石川 カネヤン超え開幕4勝も「足つった自分が情けない」

[ 2012年3月31日 06:00 ]

<巨・ヤ>さすがエース!!巨人打線を封じるヤクルト・石川

セ・リーグ ヤクルト4-0巨人

(3月30日 東京D)
 ヤクルト・石川が投じた97球目。坂本の鋭いライナーが宮本のグラブをはじき、左前に達した。電光掲示板は「H」のマーク。史上初の開幕戦ノーヒットノーランにあと2アウトだった。「アドレナリンは出まくりでした。9回は狙ってないわけではない。でも足をつった自分が情けない」。32歳の左腕は苦笑いで振り返った。

  実は8回、先頭の高橋由に3球目を投げた時に左ふくらはぎをつるアクシデントに見舞われていた。快挙を逃すと、続くボウカーにも右前打を許して降板。小川監督は完封目前での交代に「良い投球をしていたので、判断が難しかった」と話したが、エースの投球には違いなかった。

 初回、先頭の坂本を自らの悪送球で生かしたが、後続を3人で断つ。「調子うんぬんじゃなく、気持ちで攻められた」と、左打者にはシンカー、右打者には腕の位置をやや下げてスライダー、カーブを低めに集めた。2回2死から小笠原を四球で歩かせて以降は、初安打を許すまで打者20人を完璧に封じ込んだ。

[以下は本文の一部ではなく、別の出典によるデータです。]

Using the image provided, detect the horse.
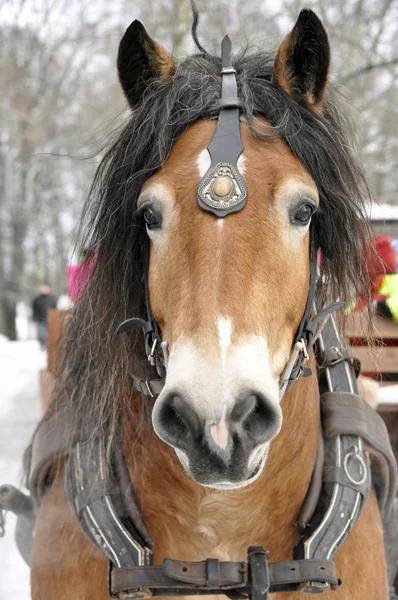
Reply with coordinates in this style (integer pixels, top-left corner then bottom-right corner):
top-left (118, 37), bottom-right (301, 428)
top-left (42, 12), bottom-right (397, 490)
top-left (25, 7), bottom-right (392, 600)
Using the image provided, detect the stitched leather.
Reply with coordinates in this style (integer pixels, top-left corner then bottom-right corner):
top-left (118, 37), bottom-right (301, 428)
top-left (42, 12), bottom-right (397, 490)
top-left (321, 391), bottom-right (397, 519)
top-left (110, 559), bottom-right (339, 596)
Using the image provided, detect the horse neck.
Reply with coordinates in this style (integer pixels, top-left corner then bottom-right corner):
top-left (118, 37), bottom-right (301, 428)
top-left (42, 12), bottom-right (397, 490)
top-left (121, 357), bottom-right (320, 562)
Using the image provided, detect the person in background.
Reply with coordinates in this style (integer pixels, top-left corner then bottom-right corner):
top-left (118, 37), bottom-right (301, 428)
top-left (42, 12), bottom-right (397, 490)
top-left (32, 284), bottom-right (57, 350)
top-left (360, 235), bottom-right (398, 322)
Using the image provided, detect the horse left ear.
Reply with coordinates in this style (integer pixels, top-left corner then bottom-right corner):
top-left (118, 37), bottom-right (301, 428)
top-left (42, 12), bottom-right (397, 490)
top-left (117, 20), bottom-right (175, 108)
top-left (273, 9), bottom-right (330, 114)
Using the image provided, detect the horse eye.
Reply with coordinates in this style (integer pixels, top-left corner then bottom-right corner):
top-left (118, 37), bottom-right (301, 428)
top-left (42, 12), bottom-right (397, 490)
top-left (143, 208), bottom-right (161, 230)
top-left (293, 203), bottom-right (316, 226)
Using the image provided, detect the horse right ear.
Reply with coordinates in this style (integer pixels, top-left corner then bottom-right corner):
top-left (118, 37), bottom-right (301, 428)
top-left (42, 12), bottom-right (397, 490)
top-left (117, 20), bottom-right (174, 108)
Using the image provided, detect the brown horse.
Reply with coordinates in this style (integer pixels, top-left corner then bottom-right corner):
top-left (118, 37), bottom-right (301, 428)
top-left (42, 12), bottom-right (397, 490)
top-left (28, 8), bottom-right (389, 600)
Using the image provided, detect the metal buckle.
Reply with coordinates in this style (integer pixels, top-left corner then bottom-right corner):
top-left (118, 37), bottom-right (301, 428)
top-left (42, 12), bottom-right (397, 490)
top-left (221, 66), bottom-right (236, 74)
top-left (299, 581), bottom-right (330, 594)
top-left (300, 338), bottom-right (309, 362)
top-left (147, 339), bottom-right (158, 366)
top-left (108, 562), bottom-right (153, 600)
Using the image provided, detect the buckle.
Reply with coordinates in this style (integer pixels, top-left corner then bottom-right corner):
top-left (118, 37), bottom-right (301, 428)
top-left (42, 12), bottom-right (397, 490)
top-left (147, 339), bottom-right (158, 366)
top-left (108, 562), bottom-right (152, 600)
top-left (298, 580), bottom-right (330, 594)
top-left (299, 338), bottom-right (309, 362)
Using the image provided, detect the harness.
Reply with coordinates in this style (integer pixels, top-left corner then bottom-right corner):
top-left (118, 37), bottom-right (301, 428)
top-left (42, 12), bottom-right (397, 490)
top-left (1, 35), bottom-right (397, 600)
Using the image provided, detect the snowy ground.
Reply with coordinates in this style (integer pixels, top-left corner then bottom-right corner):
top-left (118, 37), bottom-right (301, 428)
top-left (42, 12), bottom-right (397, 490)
top-left (0, 338), bottom-right (44, 600)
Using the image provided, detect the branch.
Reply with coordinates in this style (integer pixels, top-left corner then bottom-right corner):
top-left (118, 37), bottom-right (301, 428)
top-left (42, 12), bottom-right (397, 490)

 ヤクルトは09年に東京ドームで1勝7敗1分けと苦戦。そのため、球団関係者が自らスコップを持ち、神宮外苑のブルペンの1カ所を硬土に替え、傾斜を高くしてドーム仕様にしたことがある。対巨人への執着。そのブルペンで左腕は投球術を育んだ。内海に対してのリベンジの思いもあった。10年3月26日の東京ドーム開幕戦で投げ合い、6回4失点で降板した。開幕戦は09年から3連敗していた。「開幕の連敗は開幕でしか取り返せないと言ってきた。それが現実となって、チームも勝って良かった」。99球の熱投には石川のプライドが詰まっていた。

 5年連続7度目の大役で、開幕戦4勝は400勝投手の金田正一らを抜いて球団単独トップとなった。「金田さんは偉大すぎて会ったこともない。でも、追い越したいと思っていました」。何よりの喜びはスタンドで観戦した家族に最高の結果を示したこと。「息子に“頑張ってきてよ”って言われましたしね」。パパは格好よく決めた。1メートル67の小さなエースは家庭でもグラウンドでもやはり偉大だった。

 ▼ヤクルト・荒木投手コーチ(石川の内角攻めについて)見ている者に勇気を与えてくれた。これで村中も行きやすくなったと思う。相手に意識させられたのは大きい。

 ▼ヤクルト・相川 2、3点は覚悟してたけど、これ以上ない投球をしてくれた。(ノーヒットノーランは)僕も7回ぐらいから意識してました。

 ≪野茂以来の快投≫ヤクルトは石川―バーネットのリレーで巨人に完封勝ち。これまで開幕戦で1失点は13度あったが、完封勝利は球団史上初めてだ。石川は8回1/3を2安打無失点で勝利投手。9回1死まで無安打を続けたが、開幕投手が8回以上を無安打で切り抜けたのは94年野茂(近鉄=8回まで無安打)以来だ。これで開幕戦通算4勝目。開幕戦通算最多勝利は鈴木啓(近鉄)の9勝だが、ヤクルトでは金田、松岡、石井一の3勝を抜く球団新記録になった。